Be sure at some point to ask them to explain what they mean when they say the word ‘vote’. These answers are usually along the lines of, a right, a civic duty, a protection of liberty, etc. Their answers don’t vary much conceptually no matter what words they use to describe them.
Once they have exhausted their dogmatic ammunition it is time to bury their position once and for all. Here is my take on their arguments:
1. You have some decent ideas. Guess what? I didn’t invent them; most limited government ideas stem from the US Constitution. Hand them a copy of the constitution and ask them to point out all the decent ideas and cross out all the ideas they think are impractical or too inflexible. If they think the Constitution is flawed then why not try to fix it rather than just ignore it?
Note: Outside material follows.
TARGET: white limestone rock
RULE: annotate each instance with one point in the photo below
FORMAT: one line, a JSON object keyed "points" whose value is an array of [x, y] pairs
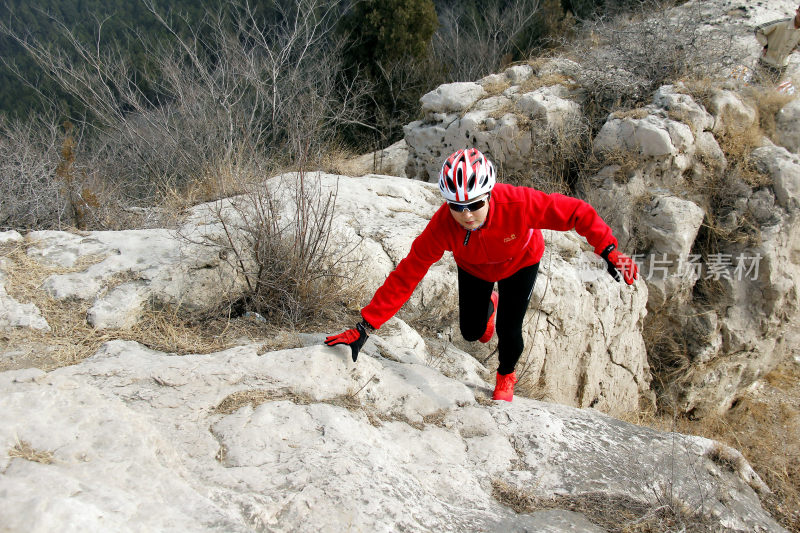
{"points": [[683, 107], [390, 161], [650, 136], [12, 236], [14, 314], [784, 169], [730, 113]]}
2. I’m libertarian-leaning myself. This is purely an attempt at manipulation by forging a bond of commonality with you that they do not actually value – unless it works. (Has it EVER worked? I doubt it.) Those who says things like this are not interested in anything you have to say. Save your breath and move on. The only interest they have in you is evangelizing their position to you. I don’t feel compelled to give them that opportunity. If they don’t understand the difference between a limited government conservative like Ron Paul and a libertarian like…who? then any discussion with them would be a complete waste of my time.
3. Your ideas are inflexible and impractical? How can one presume to know how practical my choice is when they don’t understand the consequences my vote will have towards my goals? It is a very common misnomer among elitists that if you have different political goals than they do, you are impractical. Their presumption is that your political goals as an individual do not matter. One Denver talk radio GOP dogmatist has distilled this down to the phrase, “Party trumps person”. They are herd animals who cannot grasp any rationale for acting out of unison with their herd. Be it the GOP, the Dems or any of a number of 3rd parties…they really just like the herd atmosphere. In my experience, any conversation with this kind of person must be undertaken for sheer entertainment purposes…like bouncing a ball against a wall. If you intend to knock down the wall you’re wasting your time but if you enjoy the mindlessly repetitive behavior, have at it.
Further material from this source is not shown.